TUDO DEPENDE DA DOSE E DA SITUAÇÃO CLÍNICA
Victor de Barros Koehne, mestre em gastroenterologia pela Universidade Federal de Minas Gerais (UFMG), sócio-titular das sociedades brasileiras de Hepatologia, Gastroenterologia e Endoscopia Digestiva e preceptor da Clínica de Gastroenterologia do Hospital Santa Casa de Belo Horizonte, explica que esses medicamentos são razoavelmente seguros se usados com indicação, dose e tempo corretos. “Tudo depende da dose, situação clínica e predisposição genética de quem os toma. Sabemos, por exemplo, que pacientes com dengue podem ter seus fenômenos hemorrágicos agravados pelo uso de ácido acetilsalicílico, devendo optar, nesses casos, pela dipirona ou pelo paracetamol. Esse último, contudo, pode causar graves problemas hepáticos se usado em doses altas (4g diários ou mais) dependendo do paciente, sendo mesmo usado em altas doses como forma de suicídio em alguns países. Sendo assim, mesmo os medicamos isentos de prescrição devem ser usados com moderação, pesando-se risco e benefício para cada caso.”
Gastroenterologista e cirurgião, Silvio Gabor alerta:"Ingestão inadequada e abuso no uso de medicamentos de venda livre podem resultar em problemas graves, dependendo do princípio ativo do medicamento"

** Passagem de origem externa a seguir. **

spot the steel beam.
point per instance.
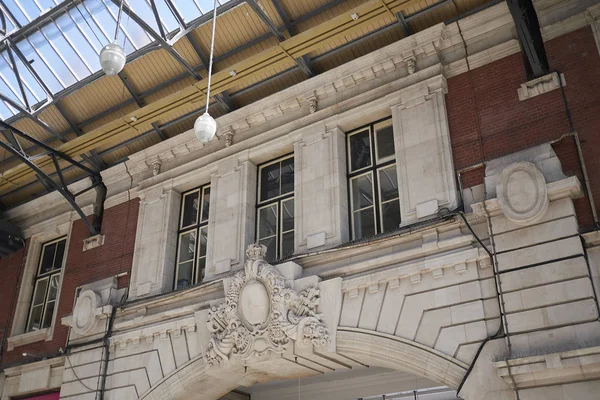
(162, 42)
(301, 61)
(130, 89)
(306, 62)
(530, 37)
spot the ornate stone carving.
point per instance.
(411, 65)
(228, 139)
(85, 313)
(261, 315)
(522, 193)
(156, 167)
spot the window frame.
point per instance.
(38, 277)
(196, 227)
(277, 200)
(374, 169)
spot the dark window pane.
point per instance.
(60, 252)
(287, 244)
(385, 142)
(271, 244)
(201, 269)
(54, 280)
(267, 221)
(390, 215)
(364, 223)
(35, 319)
(205, 204)
(287, 175)
(187, 246)
(190, 209)
(388, 183)
(185, 275)
(269, 181)
(203, 240)
(39, 296)
(48, 315)
(360, 150)
(287, 213)
(47, 261)
(362, 191)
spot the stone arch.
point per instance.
(196, 380)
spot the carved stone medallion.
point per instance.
(522, 193)
(261, 315)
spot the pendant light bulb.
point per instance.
(205, 128)
(112, 59)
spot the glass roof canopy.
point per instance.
(65, 50)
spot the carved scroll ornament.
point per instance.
(261, 315)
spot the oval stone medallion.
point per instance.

Koehne esclarece que, tomando-se como grupos os anti-inflamatórios e o ácido acetilsalicílico, muito usados como analgésicos e antitérmicos, eles são responsáveis por milhares de casos de hemorragias digestivas, alergias e insuficiência renal em todo o mundo, contudo, não devem ser banidos por isso. “O mesmo ácido acetilsalicílico pode ajudar a prevenir inúmeros eventos cardiovasculares fatais, salvando outro tanto de vidas, não se cogitando assim sua proibição. Os anti-inflamatórios também têm papel muito importante em doenças reumatológicas, melhorando a qualidade de vida de muitas pessoas. Mais uma vez, tudo deve ser colocado na balança antes de fazer uso indiscriminado dos remédios.”
O que diz a lei
De acordo com a Associação Brasileira da Indústria de Medicamentos Isentos de Prescrição (Abimip), os medicamentos isentos de prescrição (MIPs) foram mencionados pela primeira vez na legislação sanitária brasileira na Lei 5.991, de 17 de dezembro de 1973, que dispõe sobre o controle sanitário de medicamentos. Em 2003, a Anvisa publicou a Resolução 138, de 29 de maio (republicada em 6 de janeiro de 2004), que é o principal regulamento dos MIPs. Baseada em critérios como índice terapêutico, toxicidade, legislações internacionais e a lista de medicamentos essenciais (Rename), a resolução estabelece quais medicamentos são considerados isentos de prescrição por meio da lista de Grupos e Indicações Terapêuticas Especificadas (GITE). Se um medicamento apresenta indicações que se enquadram dentro do GITE, ele será considerado um MIP.